Sala, a faithful Catholic, told Church Militant: "The funny bit, though, is that Lavrijsen leaves other people, such as popes and homosexuals, suffering in Hell. She's already become a conservative and a reactionary, as one day we'll have to remove them too and perhaps get rid of Hell itself!"
Referring to Muhammad as "the Prophet," Avvenire commented:
The unearthly fate of Muhammad described in Canto 28 represents a particularly delicate textual element, both for the infernal destination of the Prophet — who, as a schismatic, is in some way assimilated to Christianity — and for the mutilations inflicted on him as a punishment, which, for Islam, is an intolerable outrage to the integrity of the body.
In Canto 28 of Dante's Inferno, Muhammad's body is split from end to end so that his entrails dangle out amid excrement. In the Penguin Classics translation by Mark Musa:
Between his legs his guts spilled out, with the heart
and other vital parts, and the dirty sack
that turns to shit whatever the mouth gulps down.
Along with Ali (who was his son-in-law and Islam's first caliph), Muhammad is punished for being a "sower of scandal and schism."
See how Mahomet is deformed and torn!
In front of me, and weeping, Ali walks,
his face cleft from his chin up to the crown.
The souls that you see passing in this ditch
were all sowers of scandal and schism in life,
and so in death you see them torn asunder.
Muslims also joined in the outcry against the translation.
"Apart from the fact that this is censorship, it shows how little historical knowledge people have of the Mediterranean world in the Middle Ages. You can take 'Muhammad' from the translation, but the influence of the Islamic world cannot be ignored in Dante's work," historian Farah Bazzi tweeted.
Moroccan-Dutch writer and journalist Abdelkader Benali said he "checked some Arabic translations of the Divine Comedy" and found that "modern translators just leave the passage, often with footnotes explaining how the image should be contextualized in its time," since the work was written from about 1308 to 1320.
"The Divine Comedy is a sacrosanct masterpiece. You can't cut it like that," exclaimed Dutch translator Peter Verstegen, who has also translated Dante's work.
In the Netherlands, I have never been asked [to censor the piece]. It is true that, in the case of an adaptation, one has more freedom, but then it must be indicated in the book that it is an adaptation and not a translation. In any case, no one asked for this capitulation.

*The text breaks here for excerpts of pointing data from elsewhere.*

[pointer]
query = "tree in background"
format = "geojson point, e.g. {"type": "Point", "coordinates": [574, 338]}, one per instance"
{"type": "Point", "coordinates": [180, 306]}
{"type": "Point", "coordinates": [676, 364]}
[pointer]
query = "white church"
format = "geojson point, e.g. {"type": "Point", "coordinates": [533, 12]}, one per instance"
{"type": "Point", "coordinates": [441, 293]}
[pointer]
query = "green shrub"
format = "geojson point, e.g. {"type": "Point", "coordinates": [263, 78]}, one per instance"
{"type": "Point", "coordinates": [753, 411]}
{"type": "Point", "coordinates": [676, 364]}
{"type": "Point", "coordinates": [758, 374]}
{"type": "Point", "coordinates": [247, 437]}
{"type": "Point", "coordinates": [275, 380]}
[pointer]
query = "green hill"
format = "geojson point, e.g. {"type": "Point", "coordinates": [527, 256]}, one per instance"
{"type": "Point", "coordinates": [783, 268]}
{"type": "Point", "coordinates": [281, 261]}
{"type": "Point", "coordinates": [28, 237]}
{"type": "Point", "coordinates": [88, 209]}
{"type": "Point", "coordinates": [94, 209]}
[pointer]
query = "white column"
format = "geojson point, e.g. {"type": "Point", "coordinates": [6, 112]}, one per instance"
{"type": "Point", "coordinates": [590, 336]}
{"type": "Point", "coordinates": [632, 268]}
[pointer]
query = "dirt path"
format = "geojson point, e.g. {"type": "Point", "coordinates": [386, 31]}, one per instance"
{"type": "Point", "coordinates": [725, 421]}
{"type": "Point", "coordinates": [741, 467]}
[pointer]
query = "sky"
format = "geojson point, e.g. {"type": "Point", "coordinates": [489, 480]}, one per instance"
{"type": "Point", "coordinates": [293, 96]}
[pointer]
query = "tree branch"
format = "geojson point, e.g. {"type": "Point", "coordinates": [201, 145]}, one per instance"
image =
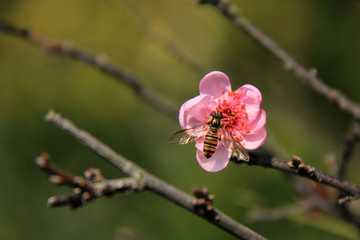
{"type": "Point", "coordinates": [151, 182]}
{"type": "Point", "coordinates": [229, 10]}
{"type": "Point", "coordinates": [97, 61]}
{"type": "Point", "coordinates": [85, 190]}
{"type": "Point", "coordinates": [297, 167]}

Pope Francis published his apostolic letter titled Candor Lucis Aeternae (Splendor of Light Eternal) marking the 700th anniversary of the death of the great Italian poet on March 25, celebrated each year as "Dante Day" in Italy.
Congratulating teachers who "passionately communicate Dante's message and introduce others to the cultural, religious and moral riches contained in his works," Francis urged artists "to give voice, face and heart, form, color and sound to Dante's poetry by following the path of beauty which he so masterfully traveled."

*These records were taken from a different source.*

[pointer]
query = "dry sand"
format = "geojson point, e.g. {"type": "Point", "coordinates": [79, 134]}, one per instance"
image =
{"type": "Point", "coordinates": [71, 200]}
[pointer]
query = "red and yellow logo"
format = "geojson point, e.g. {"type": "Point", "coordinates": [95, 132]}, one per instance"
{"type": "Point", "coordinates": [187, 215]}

In 2002, a jihadi outfit linked to Al-Qaeda planned to blow up Bologna's biggest church in order to destroy Giovanni da Modena's 15th-century Gothic fresco "The Inferno," which portrays Muhammad being tormented by demons in Hell.
Modena was inspired by Dante's Divine Comedy, which consigns Muhammad to the ninth circle of Hell — reserved for schismatics.

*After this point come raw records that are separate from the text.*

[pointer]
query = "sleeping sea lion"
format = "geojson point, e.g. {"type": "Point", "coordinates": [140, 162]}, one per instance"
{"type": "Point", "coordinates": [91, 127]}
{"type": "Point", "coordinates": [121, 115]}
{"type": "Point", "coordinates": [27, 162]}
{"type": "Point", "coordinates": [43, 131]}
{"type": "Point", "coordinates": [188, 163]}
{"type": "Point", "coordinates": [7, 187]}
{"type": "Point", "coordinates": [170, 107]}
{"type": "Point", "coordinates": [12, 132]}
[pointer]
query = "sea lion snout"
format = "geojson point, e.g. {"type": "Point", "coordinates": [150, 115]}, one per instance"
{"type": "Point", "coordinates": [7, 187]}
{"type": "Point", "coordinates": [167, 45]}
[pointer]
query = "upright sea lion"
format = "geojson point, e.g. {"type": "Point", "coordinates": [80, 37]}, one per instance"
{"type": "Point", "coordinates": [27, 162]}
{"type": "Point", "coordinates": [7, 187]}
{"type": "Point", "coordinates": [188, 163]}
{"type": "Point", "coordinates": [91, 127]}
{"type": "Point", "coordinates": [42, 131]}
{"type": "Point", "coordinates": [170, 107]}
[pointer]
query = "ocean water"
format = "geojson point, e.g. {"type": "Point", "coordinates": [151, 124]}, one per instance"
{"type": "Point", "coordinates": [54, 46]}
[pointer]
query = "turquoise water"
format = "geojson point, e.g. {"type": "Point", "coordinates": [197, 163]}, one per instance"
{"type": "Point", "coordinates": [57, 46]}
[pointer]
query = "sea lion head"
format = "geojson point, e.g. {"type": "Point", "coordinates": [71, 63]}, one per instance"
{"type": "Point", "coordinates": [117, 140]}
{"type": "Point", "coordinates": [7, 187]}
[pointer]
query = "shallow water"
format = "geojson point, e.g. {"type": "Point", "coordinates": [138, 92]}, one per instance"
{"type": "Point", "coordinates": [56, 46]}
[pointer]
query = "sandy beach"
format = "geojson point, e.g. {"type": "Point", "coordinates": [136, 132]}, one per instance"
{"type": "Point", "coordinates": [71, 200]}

In 2006, police uncovered a second jihadi plot to bomb Bologna's basilica. "Even though the two plots by Muslims to bomb the basilica were foiled, other Muslims have since called for the Catholic Church itself to demolish, or if not that, at least to 'remove,' this fresco," Jihad Watch reported.
In order to protect the painting, a metal grate has now been installed, obscuring the view of Modena's masterpiece.
The upshot, Jihad Watch said, is that "the Muslims in Bologna have won; the hated fresco is still where it was, but now it is a part of Italy's art heritage that can no longer be seen and admired because it has to be protected from Muslims."